The Act essentially precludes EPA regulation of GHGs at stationary sources by amending the Clean Air Act (“CAA”) to expressly define GHGs as excluded from regulation. It contains certain limited exceptions to the regulatory prohibition, including allowing EPA to implement already promulgated emissions standards for passenger cars and trucks for Model Years 2012-2016 and previously proposed standards for medium and heavy-duty trucks for Model Years 2014-2018, allowing EPA to carry out certain activities relating to its renewable fuel standard program, allowing some Federal climate change research, allowing implementation of Title VI of the CAA relating to stratospheric ozone protection, and allowing EPA to require certain reporting of GHG emissions by utilities.
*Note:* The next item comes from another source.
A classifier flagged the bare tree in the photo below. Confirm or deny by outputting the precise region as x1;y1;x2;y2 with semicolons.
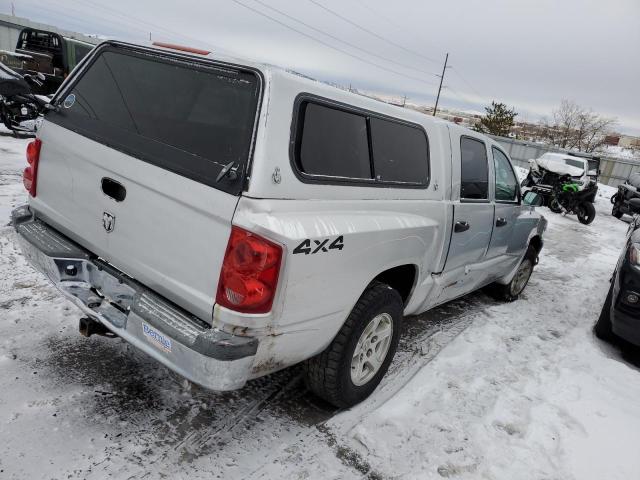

The Act specifies, however, that the exceptions do not trigger regulatory obligations under the CAA’s Title V operating permit or Prevention of Significant Deterioration programs. While the Act expressly repeals a series of GHG regulations adopted by EPA in 2010 and invalidates changes states made to their State Implementation Plans and Title V permit programs, it does not preclude states from enacting their own GHG regulatory regimes.
The legislation will go before the full House Energy and Commerce Committee for mark-up on Monday and Tuesday, March 14 and 15. Passage of the Act by the full House is expected, despite attempts by Energy and Commerce ranking member Henry Waxman (D-Calif.) to defeat the measure and Waxman’s offer to meet “without preconditions” with Republicans to draft a new bipartisan bill. Ed Whitfield (R-Ky.), who heads the Energy and Power Subcommittee, rejected Waxman’s calls to postpone passage of the Act but said bipartisanship may be possible later in the year on a comprehensive energy bill. The prospects for the bill in the Senate are likely to be more difficult.